After many minutes of toil we stood, panting on the flat surface of the ledge. The sun was above the horizon by this time, and we admired the view of Arkham below and the sea beyond shimmering in the dawn. A lovely sight, but nothing, averred Anable, like its appearance at sunset.

Before showing me the new ideographs and checking for any more recent carving, Anable pointed out in disgust the “signs” that other, undesirable types (certainly not our man) had left to advertise their visits. Debris littered the rock floor; cigarette butts, paper wrappers, a beer bottle or two, and—upon part of the ledge covered by a smooth layer of soft earth or humus—several flattened, translucent balloons with wide mouths, resembling the hydra or some other primitive marine animal. (I had noticed this same peculiar detritus washed in great numbers on Martin’s Beach near Gloucester, where my family used to summer in the days prior to our acquiring the Vineyard house.)

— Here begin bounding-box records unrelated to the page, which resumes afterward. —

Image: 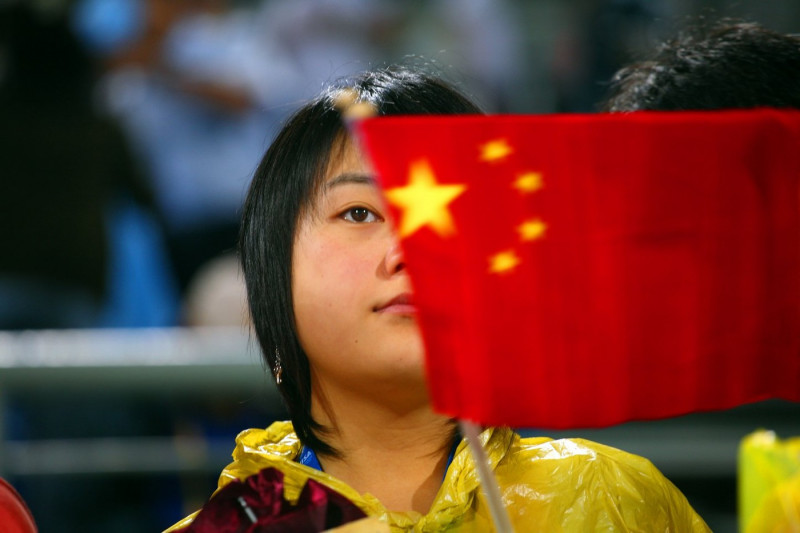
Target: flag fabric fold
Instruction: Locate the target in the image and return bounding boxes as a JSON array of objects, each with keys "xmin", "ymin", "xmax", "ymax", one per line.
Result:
[{"xmin": 354, "ymin": 110, "xmax": 800, "ymax": 429}]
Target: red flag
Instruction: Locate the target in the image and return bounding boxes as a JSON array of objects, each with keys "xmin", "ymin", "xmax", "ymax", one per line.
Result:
[{"xmin": 356, "ymin": 110, "xmax": 800, "ymax": 428}]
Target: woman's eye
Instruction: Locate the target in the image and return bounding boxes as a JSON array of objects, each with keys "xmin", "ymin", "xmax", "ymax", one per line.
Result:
[{"xmin": 341, "ymin": 207, "xmax": 380, "ymax": 222}]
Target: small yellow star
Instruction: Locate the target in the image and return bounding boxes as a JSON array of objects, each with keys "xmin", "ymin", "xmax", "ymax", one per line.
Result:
[
  {"xmin": 512, "ymin": 172, "xmax": 542, "ymax": 194},
  {"xmin": 481, "ymin": 139, "xmax": 514, "ymax": 161},
  {"xmin": 386, "ymin": 159, "xmax": 467, "ymax": 237},
  {"xmin": 517, "ymin": 218, "xmax": 547, "ymax": 241},
  {"xmin": 489, "ymin": 250, "xmax": 522, "ymax": 274}
]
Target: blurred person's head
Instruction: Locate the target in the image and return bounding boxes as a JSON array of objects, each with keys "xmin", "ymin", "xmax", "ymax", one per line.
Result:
[
  {"xmin": 603, "ymin": 22, "xmax": 800, "ymax": 111},
  {"xmin": 234, "ymin": 64, "xmax": 480, "ymax": 454},
  {"xmin": 0, "ymin": 2, "xmax": 94, "ymax": 107}
]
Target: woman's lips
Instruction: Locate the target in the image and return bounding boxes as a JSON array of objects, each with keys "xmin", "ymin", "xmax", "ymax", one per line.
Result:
[{"xmin": 375, "ymin": 293, "xmax": 417, "ymax": 315}]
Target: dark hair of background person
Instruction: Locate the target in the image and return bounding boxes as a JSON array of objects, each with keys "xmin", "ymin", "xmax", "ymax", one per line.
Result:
[
  {"xmin": 602, "ymin": 21, "xmax": 800, "ymax": 112},
  {"xmin": 239, "ymin": 67, "xmax": 482, "ymax": 455}
]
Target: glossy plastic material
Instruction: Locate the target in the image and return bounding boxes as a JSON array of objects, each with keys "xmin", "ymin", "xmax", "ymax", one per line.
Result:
[
  {"xmin": 166, "ymin": 422, "xmax": 709, "ymax": 533},
  {"xmin": 739, "ymin": 430, "xmax": 800, "ymax": 533}
]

We surveyed this sorry spectacle but for a moment before Anable directed my attention to what was of prime importance. On the great, most easterly boulder stood out four rows of bizarre figures—a sequence of alien hieroglyphics whose outlines vaguely suggested odd animal forms rather than abstract characters. These incised figures, each six inches or so in height, proved on closer inspection to be highlighted by a dullish red pigment ground into the contours. They ran roughly in horizontal lines, about a dozen to each line, as regularly as the irregular surface of the granite allowed. Anable calculated that they had been created over a period of two weeks, at the rate of three or four a day. Original, worn figures had been carved over to form a kind of palimpsest. Other boulders had many fewer inscribed markings, we noted.

Once I had satisfied myself with my first view of these astonishing glyphs, Anable led me deeper into the trees in a northwesterly direction. Nature was very much evident at this hour—a rabbit scampered out of sight ahead, squirrels and chipmunks chattered at us as they scurried along branches, and above the pine tops I spotted the distinctive, “flying cigar” forms of chimney swifts gliding soundlessly, along with a stray green heron aimed for the marshes behind and below us. Fallen tree trunks white with fungi oozed the odor of decay—a not unpleasant scent.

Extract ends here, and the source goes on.